Aber auch in Jordanien, in Oman, in Marokko, in Algerien und in Saudi-Arabien selbst, so verschieden in jedem Lande die politischen Umstände sein mögen, können sich sowohl die Machthaber sagen, ihre Präsenz verhindere die Gefahr eines Bürgerkrieges. Dies rechtfertige ein energisches Durchgreifen gegen die Volksproteste. Während auch viele der Untertanen, besonders die wohlhabenderen unter ihnen, lieber ihre politische Unmündigkeit in Kauf nehmen dürften als die Unsicherheiten und Katastrophen, die für fast alle in einem Bürgerkrieg lägen.
Nicht einmal die beiden Staaten, in denen die Volksbewegung erfolgreich war, Ägypten und Tunesien, dürften sich der pessimistischen Reaktion ganz zu entziehen vermögen, welche das zu befürchtende Debakel in Libyen hervorruft.

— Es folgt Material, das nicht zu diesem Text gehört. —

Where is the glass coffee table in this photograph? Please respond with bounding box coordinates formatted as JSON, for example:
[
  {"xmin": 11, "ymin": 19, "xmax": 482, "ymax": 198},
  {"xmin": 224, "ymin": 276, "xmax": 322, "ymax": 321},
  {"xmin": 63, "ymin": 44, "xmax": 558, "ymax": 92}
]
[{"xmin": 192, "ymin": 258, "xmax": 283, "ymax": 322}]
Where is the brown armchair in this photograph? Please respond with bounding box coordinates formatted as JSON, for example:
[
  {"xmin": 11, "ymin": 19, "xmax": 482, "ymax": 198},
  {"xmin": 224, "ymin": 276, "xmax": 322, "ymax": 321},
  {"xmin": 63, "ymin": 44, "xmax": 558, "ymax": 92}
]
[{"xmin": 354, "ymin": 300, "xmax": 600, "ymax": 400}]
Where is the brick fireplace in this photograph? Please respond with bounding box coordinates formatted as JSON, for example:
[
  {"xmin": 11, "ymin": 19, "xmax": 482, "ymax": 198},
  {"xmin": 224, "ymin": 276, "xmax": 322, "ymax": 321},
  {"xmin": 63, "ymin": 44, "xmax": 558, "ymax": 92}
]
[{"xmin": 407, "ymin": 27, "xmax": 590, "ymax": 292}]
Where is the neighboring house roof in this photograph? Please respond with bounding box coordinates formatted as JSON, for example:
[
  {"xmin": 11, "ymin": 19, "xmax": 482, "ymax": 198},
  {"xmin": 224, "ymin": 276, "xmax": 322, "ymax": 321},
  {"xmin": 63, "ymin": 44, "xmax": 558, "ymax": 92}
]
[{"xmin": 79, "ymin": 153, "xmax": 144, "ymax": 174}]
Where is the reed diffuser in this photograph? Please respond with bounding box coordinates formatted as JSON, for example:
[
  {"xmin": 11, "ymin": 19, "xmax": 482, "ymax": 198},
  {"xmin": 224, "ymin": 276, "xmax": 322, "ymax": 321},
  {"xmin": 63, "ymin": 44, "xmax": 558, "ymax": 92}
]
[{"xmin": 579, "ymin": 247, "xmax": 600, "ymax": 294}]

Die beiden stehen nun im Kampf um die Verwirklichung des erhofften demokratischen Systems. Sie stossen dabei auf Widerstände, welche die Gruppen von ehemals privilegierten "Staatseliten" zu leisten versuchen. Ein Debakel in Libyen würde diese "Ehemaligen" ermutigen, für die Fortsetzung ihrer politischen Vormacht zu kämpfen, sogar wenn diese vorübergehend demokratisch getrant werden müsste. Die Angst vor bürgerkriegsähnlichen Auseinandersetzungen dürfte ihnen politische Verbündete schaffen bei allen oder doch vielen, die zwar auf Demokratie hoffen, jedoch das Risiko von blutigen Zusammenstössen vermeiden möchten.
Die Verantwortung des Westens
Ein Debakel in Libyen muss nicht kommen. Doch eine Spaltung des Landes in zwei feindliche Teile würde ohne Zweifel ein solches bedeuten. Schon dass eine Teilung heute nicht mehr als ausgeschlossen erscheint, wirft dunkle Schatten auf die gesamte arabische Volksbewegung. Wenn Ghadhafi als Herrscher auch nur in einer Hälfte "seines" Landes überleben sollte, würde sich dies unvermeidlich auf die gesamte arabische Revolution auswirken. Es würde ihr Ferment nicht beenden. Doch es würde sie wahrscheinlich um Jahre zurücksetzen und die sprichwörtliche Instablität der gesamten Region einmal mehr auf einen Höhepunkt treiben, statt sie endlich durch eine gerechtere Verteilung der Macht zu beruhigen.
Der Westen hat die Verantwortung dafür übernommen, dass Ghadhafi "seine" Bevölkerung nicht mehr misshandeln kann. Sollte er dieses Ziel nicht erreichen, oder nur für die Cyrenaika und nicht für Tripolitanien, wird er einmal mehr von der gesamten arabischen Welt, des Verrats an seinen eigenen Grundprinzipien angeklagt werden, welcher in arabischen Augen die Hoffnungen der arabischen Jugend auf ein besseres und gerechteres Leben "in Würde" wieder einmal vernichtet habe.